I haven’t given him enough information to follow, but I expect him to intrinsically grasp that our child might be in danger. A father’s instinct isn’t the same as a mother’s, though. It doesn’t course through fathers like blood, doesn’t keep them up at night with its gentle humming.
“The woman they found in the canal.” I show Gabe the article on Regina Geller with a picture of her on the beach, kicking up one bare foot, laughing. As Gabe reads about her death, the crease between his eyebrows deepens. “Jasp and I saw her yesterday. He knew who she was.”
Gabe startles, the fear settling into him too.

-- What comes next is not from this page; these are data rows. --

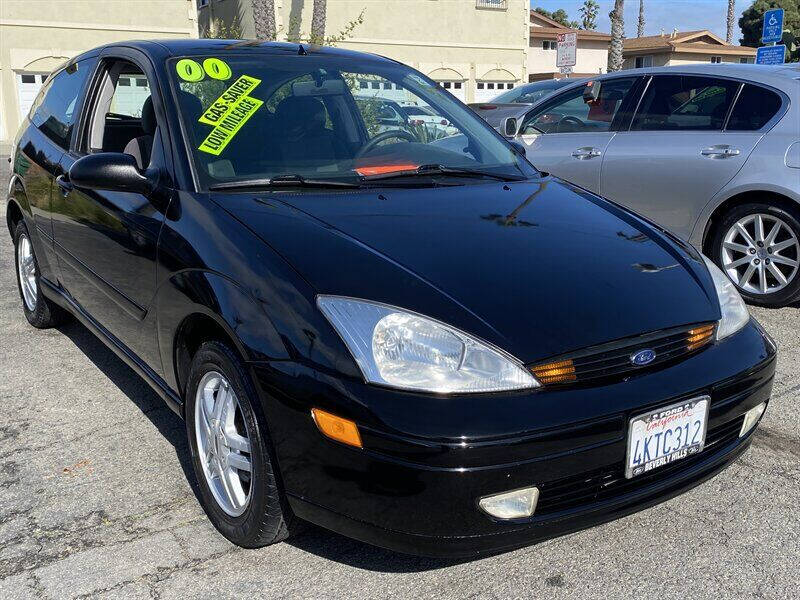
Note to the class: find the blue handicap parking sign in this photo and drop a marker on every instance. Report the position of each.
(771, 55)
(772, 30)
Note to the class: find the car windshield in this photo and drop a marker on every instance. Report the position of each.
(321, 118)
(532, 92)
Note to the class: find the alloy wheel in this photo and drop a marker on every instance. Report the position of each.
(223, 443)
(761, 254)
(26, 266)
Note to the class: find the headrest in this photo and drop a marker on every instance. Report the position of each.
(148, 117)
(305, 112)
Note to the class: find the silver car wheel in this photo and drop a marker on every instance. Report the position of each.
(761, 254)
(223, 443)
(26, 266)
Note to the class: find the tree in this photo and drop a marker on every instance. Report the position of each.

“Yesterday, we stopped at Café Collage.” I hesitate, guilt ridden over that latte, even though Gabe’s fine with the occasional coffee, a few sips of wine. I’m the one who judges, the one who forgoes sushi and processed sugar, even though Gabe tells me if I want a piece of cake, I should have a piece of cake. It was so hard to get pregnant with Jasper. Six months of trying without even a miscarriage, then three failed IUIs, then at last, IVF. It took almost a year. This time was so unbelievably easy. We weren’t even trying. I still don’t trust it, this close to the end. I’ve been waiting for something to go wrong, and each week it doesn’t, it seems more inevitable that she’ll never be ours.
Gabe says nothing, only nods, encouraging me to continue.
“The woman, Regina, who they found—” I point toward our patio doors, expecting the paths to be empty. Outside, someone is lurking. It startles me until I realize it’s Judy.